Tuesday, July 25, 2023

Triumph is defeat. . .

I am old enough to remember when the TIME magazine of April 8, 1966, arrived at our house with its bold question, Is God Dead?  Harvey Cox had already pretty much suggested that a year before with his The Secular City.  My parents did not let the magazine linger in the house and threw it away.  I had already read the article and knew that whatever it was talking about could not be answered by discarding the question.  Over the years the question is no longer on the forefront of theological discussion but the issue has been eclipsed by the rise of a culture not only in which God is suspect but in which God has become either the enemy of self or the being created by your own imagination (now to support the pursuit of the authentic self).  Cox is still alive though hardly mentioned anymore.  At age 93, he will soon find the answer to his own question but the culture has progressed far beyond what Cox or Nietzsche ever envisioned.

It must have been exhilarating to preside over the death of God and the triumph of the secular self.  Those were heady days in the 1960s and 1970s when the doctrines of Scripture and the moral markers of life's boundaries were all under challenge.  Though we might fault the arrogance of someone like Cox in deciding that God is either dead or irrelevant, it is exactly the sin of Eden that has proven impossible to break away from.  One of the central consequences of the death of God is the perception of a freedom that seems to be empowering but with comes the stark consequence of death and a meaningless, random, and pointless existence that surely should be terrifying to us.  That it is not is ample evidence of our own preoccupation with the moment and self to our eternal detriment.  To kill God is hardly to do anything to Him but it does the terrible to us.  In the absence of God, man must become god and a pantheon of gods as many as their are people.  In the vacuum created by God's departure, man as an individual is left to create his own value system and that value systems will inevitably compete for dominance.  Without the sacred, the secular will erect its own temples, its own rituals, and its own sacraments to transcend the prison of the moment.  Devoid of the voice of God to instruct us in the meaning and value of our lives, every individual is left to discover and define his or her own meaning of life and that brings the competing definitions into conflict. Without the sacred to anchor life, every person is adrift in their own lifeboat.

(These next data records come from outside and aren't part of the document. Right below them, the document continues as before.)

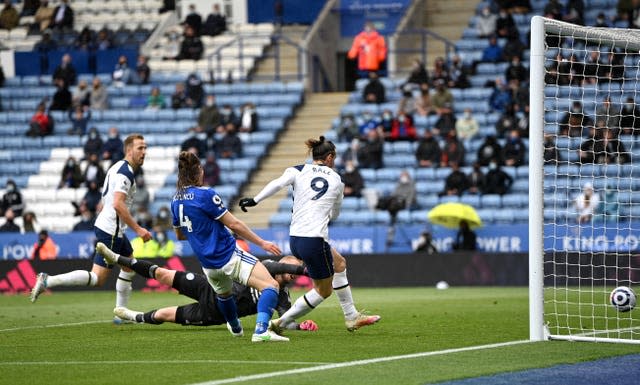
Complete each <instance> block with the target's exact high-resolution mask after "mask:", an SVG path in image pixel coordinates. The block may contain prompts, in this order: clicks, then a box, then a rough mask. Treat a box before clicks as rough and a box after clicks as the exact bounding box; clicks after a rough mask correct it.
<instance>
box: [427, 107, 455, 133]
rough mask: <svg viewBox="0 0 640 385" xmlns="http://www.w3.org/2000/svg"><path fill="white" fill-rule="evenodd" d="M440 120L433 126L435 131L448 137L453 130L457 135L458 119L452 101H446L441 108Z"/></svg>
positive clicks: (439, 119) (440, 111)
mask: <svg viewBox="0 0 640 385" xmlns="http://www.w3.org/2000/svg"><path fill="white" fill-rule="evenodd" d="M439 115H440V116H439V117H438V120H436V123H435V124H434V126H433V133H434V134H436V135H439V136H440V137H441V138H446V137H447V136H448V135H449V133H451V132H453V133H454V135H455V131H456V124H457V122H458V119H456V116H455V115H454V114H453V106H452V105H451V104H450V103H445V104H444V106H442V108H440V113H439Z"/></svg>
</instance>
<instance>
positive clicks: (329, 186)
mask: <svg viewBox="0 0 640 385" xmlns="http://www.w3.org/2000/svg"><path fill="white" fill-rule="evenodd" d="M289 185H291V186H292V187H293V214H292V218H291V226H290V227H289V235H293V236H297V237H322V238H324V239H325V240H326V241H327V242H328V241H329V221H331V220H333V219H336V218H337V217H338V215H339V214H340V206H341V205H342V198H343V194H344V183H342V179H341V178H340V175H338V173H337V172H335V171H334V170H333V169H332V168H330V167H327V166H321V165H314V164H305V165H299V166H294V167H289V168H287V169H286V170H285V171H284V173H283V174H282V176H281V177H279V178H278V179H274V180H272V181H271V182H269V184H267V185H266V186H265V187H264V189H262V191H260V192H259V193H258V194H257V195H256V196H255V197H254V198H253V199H254V200H255V201H256V202H260V201H262V200H264V199H265V198H268V197H270V196H271V195H273V194H275V193H276V192H277V191H278V190H280V189H281V188H283V187H285V186H289Z"/></svg>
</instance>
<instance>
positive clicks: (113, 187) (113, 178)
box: [95, 159, 136, 237]
mask: <svg viewBox="0 0 640 385" xmlns="http://www.w3.org/2000/svg"><path fill="white" fill-rule="evenodd" d="M115 192H121V193H124V194H125V195H126V196H127V197H126V198H125V204H126V205H127V208H129V209H131V204H132V202H133V196H134V195H135V193H136V185H135V179H134V176H133V168H132V167H131V166H130V165H129V162H127V161H126V160H124V159H123V160H119V161H117V162H116V163H114V164H113V166H111V167H110V168H109V171H107V176H106V178H105V180H104V186H102V211H100V214H98V217H97V218H96V223H95V226H96V227H97V228H99V229H100V230H102V231H104V232H105V233H107V234H111V235H116V236H118V237H121V236H122V234H123V232H124V230H125V229H126V227H127V225H126V224H125V223H124V222H122V221H121V220H120V218H118V214H117V213H116V210H115V209H114V208H113V197H114V194H115Z"/></svg>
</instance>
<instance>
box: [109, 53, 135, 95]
mask: <svg viewBox="0 0 640 385" xmlns="http://www.w3.org/2000/svg"><path fill="white" fill-rule="evenodd" d="M131 77H132V73H131V68H129V63H128V61H127V57H126V56H124V55H120V57H119V58H118V63H117V64H116V67H115V69H114V70H113V73H112V74H111V79H113V85H114V86H116V87H123V86H124V85H125V84H131Z"/></svg>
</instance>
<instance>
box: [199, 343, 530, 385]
mask: <svg viewBox="0 0 640 385" xmlns="http://www.w3.org/2000/svg"><path fill="white" fill-rule="evenodd" d="M530 342H531V341H529V340H521V341H509V342H500V343H496V344H489V345H479V346H469V347H466V348H456V349H445V350H438V351H433V352H422V353H413V354H404V355H399V356H387V357H379V358H371V359H367V360H358V361H348V362H340V363H334V364H322V365H318V366H314V367H311V368H300V369H290V370H282V371H279V372H270V373H260V374H252V375H250V376H238V377H233V378H226V379H223V380H215V381H207V382H199V383H195V384H191V385H222V384H233V383H237V382H247V381H252V380H261V379H264V378H271V377H280V376H288V375H291V374H302V373H310V372H318V371H324V370H330V369H338V368H347V367H350V366H361V365H370V364H376V363H379V362H389V361H397V360H406V359H411V358H421V357H430V356H439V355H445V354H452V353H461V352H470V351H474V350H483V349H494V348H501V347H505V346H513V345H520V344H526V343H530Z"/></svg>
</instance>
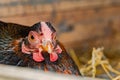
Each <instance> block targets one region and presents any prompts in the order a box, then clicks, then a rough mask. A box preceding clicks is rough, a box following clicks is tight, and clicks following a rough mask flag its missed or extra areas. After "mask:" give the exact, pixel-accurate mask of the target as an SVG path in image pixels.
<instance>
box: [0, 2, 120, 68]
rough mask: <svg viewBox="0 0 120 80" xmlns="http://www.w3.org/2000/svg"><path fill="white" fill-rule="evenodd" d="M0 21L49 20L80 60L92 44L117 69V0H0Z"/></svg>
mask: <svg viewBox="0 0 120 80" xmlns="http://www.w3.org/2000/svg"><path fill="white" fill-rule="evenodd" d="M0 20H2V21H5V22H12V23H17V24H22V25H28V26H31V25H33V24H35V23H37V22H39V21H50V22H51V23H52V24H53V25H54V26H55V28H56V30H57V34H58V38H59V40H60V41H61V42H62V43H63V44H64V45H65V47H66V49H67V50H69V49H74V50H75V53H76V54H77V55H79V58H80V59H81V62H82V63H85V59H89V58H90V57H89V56H86V55H90V54H88V53H89V52H91V51H92V48H93V47H104V48H105V50H104V52H105V55H106V56H107V57H108V58H109V59H110V61H111V63H112V62H113V63H112V64H113V65H116V63H119V66H118V67H116V68H117V69H120V59H119V56H120V0H0ZM116 59H117V60H116ZM114 61H115V62H114Z"/></svg>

It is not enough then to desecrate and destroy the remnants of what was once sacred.  They must be replaced and their memory rendered abhorrent.  Surely this is where we are at today.  It is not enough that the forces against Christianity must challenge all that is Christian but they must co-opt Christianity itself until it becomes a vehicle for the secular, a mere echo of the voice of culture and self.  After this, the same powers must make it illegal to confess what had been in history and dogma and not simply allow it to become irrelevant.  If left unchecked, all the liberties we once enjoyed will be constrained for the sake of the new truths and new deities of the individual self.  Of course, the soft underbelly of it all that the self is not free but must live within the confines of what culture deems acceptable.  The triumph over God is short-lived and soon surrenders to the defeat of anything that transcends the moment.  In the end, we have nothing to hold onto in the face of death and nothing to pass on to those who follow us except the tyranny of self, the pursuit of present pleasures, and the peace made with death in order to justify it all.  God is not wounded by our arrogance but we are made poor and left to the wretchedness of our own excesses until nothing is left to sustain hope and nothing to constrain the violence that will inevitably arise within.